The development comes only days after the Federal Government expressed optimism that petrol prices would moderate, but international crude oil prices have instead surged to about $85 per barrel, further worsening cost pressures across the sector.
Dangote Refinery had notified customers that, effective July 13, all payments for products loaded through its gantry would henceforth be made in dollars. Existing naira invoices were cancelled, while new prices were quoted in foreign currency. The company, however, retained the existing payment arrangement for Liquefied Petroleum Gas.
The decision effectively transfers foreign exchange obligations to petroleum marketers, who earn their revenue in naira but must now secure dollars before lifting products from the refinery.
Energy economists believe the policy reflects increasing reliance on imported crude oil, suggesting that the earlier naira-for-crude initiative may no longer be supplying enough feedstock to support local refining.
Founder of Energy Business Analytics, Dr Kaase Gbako, said the refinery had effectively shifted foreign exchange risks from crude suppliers to marketers and consumers.
According to him, increased dollar demand by marketers could further weaken the naira while making domestic fuel prices increasingly sensitive to movements in the foreign exchange market.
Petroleum economist Prof. Wumi Iledare noted that while the policy aligns with global commercial realities in a deregulated market, it also introduces fresh operational challenges.
He said marketers would now require stronger treasury management, improved foreign exchange planning and shorter inventory cycles to minimise exchange-rate risks.
Former President of the Nigerian Economic Society, Prof. Adeola Adenikinju, warned that marketers would now operate much like importers despite buying products refined locally, adding that greater demand for dollars could exert additional pressure on Nigeria's foreign exchange market if liquidity remains weak.
Tradegrid Country Manager Jide Pratt argued that although Dangote Refinery is legally permitted to transact in foreign currency as a Free Trade Zone enterprise, the return to dollar pricing raises fresh questions about the effectiveness of the government's naira-for-crude programme.

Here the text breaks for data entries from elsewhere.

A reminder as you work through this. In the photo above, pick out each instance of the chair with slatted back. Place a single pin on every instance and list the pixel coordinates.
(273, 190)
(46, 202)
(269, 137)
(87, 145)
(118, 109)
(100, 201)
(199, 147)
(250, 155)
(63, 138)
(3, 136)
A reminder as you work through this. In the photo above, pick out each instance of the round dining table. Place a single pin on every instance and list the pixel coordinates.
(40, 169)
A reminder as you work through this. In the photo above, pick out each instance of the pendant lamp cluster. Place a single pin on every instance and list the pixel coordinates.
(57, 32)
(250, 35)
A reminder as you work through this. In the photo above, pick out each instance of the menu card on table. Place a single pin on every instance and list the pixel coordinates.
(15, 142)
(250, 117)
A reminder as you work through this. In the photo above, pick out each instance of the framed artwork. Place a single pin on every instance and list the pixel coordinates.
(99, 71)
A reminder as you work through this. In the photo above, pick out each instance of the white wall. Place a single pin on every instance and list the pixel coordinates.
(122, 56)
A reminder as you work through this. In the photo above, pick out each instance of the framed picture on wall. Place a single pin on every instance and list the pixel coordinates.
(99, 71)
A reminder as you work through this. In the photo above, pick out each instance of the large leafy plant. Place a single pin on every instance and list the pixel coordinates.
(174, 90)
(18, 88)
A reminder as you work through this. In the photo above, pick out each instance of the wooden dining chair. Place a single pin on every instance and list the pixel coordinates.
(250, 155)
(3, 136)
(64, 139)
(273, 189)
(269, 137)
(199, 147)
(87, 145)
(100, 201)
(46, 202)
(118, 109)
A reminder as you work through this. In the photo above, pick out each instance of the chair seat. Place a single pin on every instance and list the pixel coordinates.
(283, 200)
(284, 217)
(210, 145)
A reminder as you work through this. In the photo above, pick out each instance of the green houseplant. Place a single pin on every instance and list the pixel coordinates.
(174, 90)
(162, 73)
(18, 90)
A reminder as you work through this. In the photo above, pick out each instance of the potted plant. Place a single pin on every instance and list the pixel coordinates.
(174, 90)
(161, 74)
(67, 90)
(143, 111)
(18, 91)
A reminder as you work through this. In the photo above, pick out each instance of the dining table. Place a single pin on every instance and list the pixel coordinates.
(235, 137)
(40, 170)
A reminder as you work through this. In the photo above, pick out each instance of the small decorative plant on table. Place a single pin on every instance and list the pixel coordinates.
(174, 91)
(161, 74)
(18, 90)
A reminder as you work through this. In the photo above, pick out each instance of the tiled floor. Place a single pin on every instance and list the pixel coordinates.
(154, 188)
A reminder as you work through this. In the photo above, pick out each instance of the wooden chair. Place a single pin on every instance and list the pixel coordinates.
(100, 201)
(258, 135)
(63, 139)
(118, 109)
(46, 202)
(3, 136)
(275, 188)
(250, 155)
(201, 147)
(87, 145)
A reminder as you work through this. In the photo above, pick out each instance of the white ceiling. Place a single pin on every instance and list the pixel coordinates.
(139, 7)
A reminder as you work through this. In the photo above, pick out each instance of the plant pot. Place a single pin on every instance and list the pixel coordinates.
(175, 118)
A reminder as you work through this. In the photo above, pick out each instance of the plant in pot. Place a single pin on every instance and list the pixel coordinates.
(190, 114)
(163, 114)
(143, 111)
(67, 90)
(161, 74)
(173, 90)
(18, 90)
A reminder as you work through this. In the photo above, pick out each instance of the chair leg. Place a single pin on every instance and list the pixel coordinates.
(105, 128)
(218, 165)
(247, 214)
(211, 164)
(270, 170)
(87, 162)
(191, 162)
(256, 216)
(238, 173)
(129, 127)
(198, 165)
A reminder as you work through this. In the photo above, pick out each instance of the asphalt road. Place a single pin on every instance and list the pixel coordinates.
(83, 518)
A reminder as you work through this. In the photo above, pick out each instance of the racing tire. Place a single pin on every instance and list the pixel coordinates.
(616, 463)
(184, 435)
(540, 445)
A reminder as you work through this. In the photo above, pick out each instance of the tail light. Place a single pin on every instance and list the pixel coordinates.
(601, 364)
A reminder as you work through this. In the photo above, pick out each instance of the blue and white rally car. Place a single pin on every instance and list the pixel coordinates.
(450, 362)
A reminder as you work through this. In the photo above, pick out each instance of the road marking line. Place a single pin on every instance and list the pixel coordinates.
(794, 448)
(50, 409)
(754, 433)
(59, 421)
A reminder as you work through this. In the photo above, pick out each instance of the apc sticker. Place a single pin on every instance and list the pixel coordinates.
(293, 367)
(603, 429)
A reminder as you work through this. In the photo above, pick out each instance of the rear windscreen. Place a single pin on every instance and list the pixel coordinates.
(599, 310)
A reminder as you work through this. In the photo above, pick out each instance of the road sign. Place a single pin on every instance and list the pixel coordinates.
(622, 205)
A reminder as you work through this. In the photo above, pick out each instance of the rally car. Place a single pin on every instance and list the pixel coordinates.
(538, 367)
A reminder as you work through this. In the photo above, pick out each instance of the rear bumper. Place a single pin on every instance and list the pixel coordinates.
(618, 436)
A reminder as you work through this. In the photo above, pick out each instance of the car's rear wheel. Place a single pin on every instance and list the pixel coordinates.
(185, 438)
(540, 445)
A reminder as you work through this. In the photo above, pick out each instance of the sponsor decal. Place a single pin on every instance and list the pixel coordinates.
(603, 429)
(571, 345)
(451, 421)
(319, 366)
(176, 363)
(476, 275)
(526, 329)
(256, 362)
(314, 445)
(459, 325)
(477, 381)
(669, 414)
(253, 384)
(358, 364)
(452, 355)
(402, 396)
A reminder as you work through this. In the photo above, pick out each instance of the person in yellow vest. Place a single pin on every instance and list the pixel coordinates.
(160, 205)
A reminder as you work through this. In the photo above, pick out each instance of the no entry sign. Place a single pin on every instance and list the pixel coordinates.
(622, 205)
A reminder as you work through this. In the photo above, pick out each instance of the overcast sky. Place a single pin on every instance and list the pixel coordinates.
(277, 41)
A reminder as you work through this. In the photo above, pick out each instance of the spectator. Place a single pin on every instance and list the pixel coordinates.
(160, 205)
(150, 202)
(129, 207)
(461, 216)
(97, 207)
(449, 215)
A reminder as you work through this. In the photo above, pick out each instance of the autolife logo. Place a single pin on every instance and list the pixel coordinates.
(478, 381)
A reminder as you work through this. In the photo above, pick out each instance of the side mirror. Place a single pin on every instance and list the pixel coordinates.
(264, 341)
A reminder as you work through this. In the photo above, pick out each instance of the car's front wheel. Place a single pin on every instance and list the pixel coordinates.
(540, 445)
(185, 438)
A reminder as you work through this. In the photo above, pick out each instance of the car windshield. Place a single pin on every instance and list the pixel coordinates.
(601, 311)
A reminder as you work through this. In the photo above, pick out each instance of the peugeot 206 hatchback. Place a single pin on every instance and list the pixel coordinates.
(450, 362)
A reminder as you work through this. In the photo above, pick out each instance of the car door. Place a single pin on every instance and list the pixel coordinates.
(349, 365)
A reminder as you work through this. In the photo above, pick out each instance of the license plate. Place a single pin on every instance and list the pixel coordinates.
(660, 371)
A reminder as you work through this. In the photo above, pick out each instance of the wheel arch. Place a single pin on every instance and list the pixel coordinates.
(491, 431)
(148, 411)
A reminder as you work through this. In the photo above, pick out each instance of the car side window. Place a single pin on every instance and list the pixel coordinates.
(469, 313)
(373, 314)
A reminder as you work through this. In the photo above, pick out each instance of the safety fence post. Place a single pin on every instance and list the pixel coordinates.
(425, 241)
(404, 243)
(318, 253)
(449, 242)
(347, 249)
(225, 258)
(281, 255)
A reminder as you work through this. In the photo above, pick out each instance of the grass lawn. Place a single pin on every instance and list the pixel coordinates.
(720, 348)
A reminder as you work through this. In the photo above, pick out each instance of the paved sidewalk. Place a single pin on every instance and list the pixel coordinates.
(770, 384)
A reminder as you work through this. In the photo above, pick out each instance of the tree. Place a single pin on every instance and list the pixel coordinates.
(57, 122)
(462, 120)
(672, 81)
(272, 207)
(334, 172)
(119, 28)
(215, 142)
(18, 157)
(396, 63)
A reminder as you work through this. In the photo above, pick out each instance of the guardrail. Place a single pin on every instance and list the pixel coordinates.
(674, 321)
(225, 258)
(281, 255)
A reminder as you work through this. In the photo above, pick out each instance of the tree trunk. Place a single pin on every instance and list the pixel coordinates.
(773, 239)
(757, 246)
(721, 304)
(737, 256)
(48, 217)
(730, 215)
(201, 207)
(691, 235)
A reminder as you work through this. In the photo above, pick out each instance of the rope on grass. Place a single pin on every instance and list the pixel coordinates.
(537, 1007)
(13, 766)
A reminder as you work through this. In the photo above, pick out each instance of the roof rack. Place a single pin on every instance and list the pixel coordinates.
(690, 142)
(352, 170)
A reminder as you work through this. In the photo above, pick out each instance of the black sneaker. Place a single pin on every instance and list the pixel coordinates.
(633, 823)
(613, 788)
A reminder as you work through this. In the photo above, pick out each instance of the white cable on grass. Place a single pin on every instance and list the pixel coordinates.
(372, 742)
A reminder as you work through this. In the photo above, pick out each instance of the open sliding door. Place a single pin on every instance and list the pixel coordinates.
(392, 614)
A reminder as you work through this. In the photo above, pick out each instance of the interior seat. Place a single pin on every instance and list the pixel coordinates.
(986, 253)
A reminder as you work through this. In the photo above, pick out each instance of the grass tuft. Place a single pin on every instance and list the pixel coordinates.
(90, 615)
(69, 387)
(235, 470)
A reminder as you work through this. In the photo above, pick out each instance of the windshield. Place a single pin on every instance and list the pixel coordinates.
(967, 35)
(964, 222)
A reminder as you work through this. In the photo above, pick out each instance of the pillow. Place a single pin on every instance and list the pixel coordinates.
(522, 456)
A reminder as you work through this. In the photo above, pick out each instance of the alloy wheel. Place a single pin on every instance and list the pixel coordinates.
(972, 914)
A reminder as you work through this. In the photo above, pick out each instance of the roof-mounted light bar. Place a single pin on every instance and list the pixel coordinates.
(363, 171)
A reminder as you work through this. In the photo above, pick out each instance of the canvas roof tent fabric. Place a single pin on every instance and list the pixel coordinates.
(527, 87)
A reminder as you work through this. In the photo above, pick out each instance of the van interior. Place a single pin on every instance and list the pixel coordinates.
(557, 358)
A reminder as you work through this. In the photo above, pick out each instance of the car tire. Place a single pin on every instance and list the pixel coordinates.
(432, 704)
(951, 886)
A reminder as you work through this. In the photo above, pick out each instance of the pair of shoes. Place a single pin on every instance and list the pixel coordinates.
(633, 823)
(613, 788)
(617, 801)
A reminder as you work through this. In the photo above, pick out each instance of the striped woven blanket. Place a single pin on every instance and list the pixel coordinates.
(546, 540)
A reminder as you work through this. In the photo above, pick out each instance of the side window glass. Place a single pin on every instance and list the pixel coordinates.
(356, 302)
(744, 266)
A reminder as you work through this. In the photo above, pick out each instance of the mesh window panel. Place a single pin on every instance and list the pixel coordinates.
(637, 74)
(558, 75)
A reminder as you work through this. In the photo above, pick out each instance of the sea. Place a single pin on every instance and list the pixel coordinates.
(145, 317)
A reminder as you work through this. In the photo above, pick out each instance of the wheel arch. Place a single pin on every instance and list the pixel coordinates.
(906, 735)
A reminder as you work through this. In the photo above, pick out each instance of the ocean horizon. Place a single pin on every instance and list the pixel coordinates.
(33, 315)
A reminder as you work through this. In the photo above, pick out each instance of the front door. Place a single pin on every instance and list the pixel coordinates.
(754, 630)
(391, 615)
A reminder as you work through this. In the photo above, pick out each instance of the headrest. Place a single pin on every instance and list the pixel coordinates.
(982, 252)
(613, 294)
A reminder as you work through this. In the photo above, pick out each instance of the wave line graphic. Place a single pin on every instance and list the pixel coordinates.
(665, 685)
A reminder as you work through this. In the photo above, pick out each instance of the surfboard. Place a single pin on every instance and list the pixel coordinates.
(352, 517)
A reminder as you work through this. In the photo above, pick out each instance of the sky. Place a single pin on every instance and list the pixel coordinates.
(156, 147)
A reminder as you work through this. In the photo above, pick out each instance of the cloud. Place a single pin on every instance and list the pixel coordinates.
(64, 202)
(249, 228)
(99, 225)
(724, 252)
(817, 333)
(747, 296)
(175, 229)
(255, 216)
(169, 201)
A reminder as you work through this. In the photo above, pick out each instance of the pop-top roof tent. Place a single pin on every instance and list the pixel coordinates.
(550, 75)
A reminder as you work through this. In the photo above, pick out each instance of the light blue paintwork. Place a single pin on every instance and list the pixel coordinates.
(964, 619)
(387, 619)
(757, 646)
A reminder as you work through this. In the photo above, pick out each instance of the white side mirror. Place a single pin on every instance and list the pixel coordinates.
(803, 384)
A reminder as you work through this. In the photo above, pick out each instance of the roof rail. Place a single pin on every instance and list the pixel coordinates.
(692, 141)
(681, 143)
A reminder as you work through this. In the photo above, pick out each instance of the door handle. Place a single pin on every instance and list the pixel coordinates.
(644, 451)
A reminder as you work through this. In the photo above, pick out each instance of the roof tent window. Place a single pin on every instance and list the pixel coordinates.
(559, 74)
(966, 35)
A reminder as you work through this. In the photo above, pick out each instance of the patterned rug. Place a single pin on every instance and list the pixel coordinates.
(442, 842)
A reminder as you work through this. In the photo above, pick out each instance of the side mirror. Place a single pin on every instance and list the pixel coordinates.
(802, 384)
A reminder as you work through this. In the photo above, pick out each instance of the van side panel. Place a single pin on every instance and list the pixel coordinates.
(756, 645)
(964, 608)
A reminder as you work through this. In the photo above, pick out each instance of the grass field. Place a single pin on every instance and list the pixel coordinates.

He called for greater transparency in linking crude supply arrangements with refined product pricing to reduce uncertainty within the downstream sector.
Managing Director of the Centre for the Promotion of Private Enterprise, Dr Muda Yusuf, described the currency mismatch between marketers' dollar-denominated procurement costs and naira-based sales as the major challenge facing operators.
He explained that while the impact on retail prices would ultimately depend on exchange-rate stability and international crude prices, businesses exposed to foreign currency obligations would remain vulnerable to volatility.
Industry groups also expressed reservations over the new policy.
The National President of the Petroleum Products Retail Outlets Owners Association of Nigeria, Dr Billy Gillis-Harry, questioned whether marketers would now be expected to source dollars from the Central Bank of Nigeria to purchase petroleum products intended solely for domestic consumption.
Similarly, the National President of the Independent Petroleum Marketers Association of Nigeria, Shettima Maigandi, said the new arrangement would create additional financial strain for independent marketers, who naturally prefer transactions in naira since their customers pay in the local currency.
Stakeholders warned that while the shift reflects the commercial realities of a deregulated petroleum industry, it also places renewed focus on the future of the naira-for-crude policy, the resilience of Nigeria's foreign exchange market and the country's drive to deepen domestic energy value addition.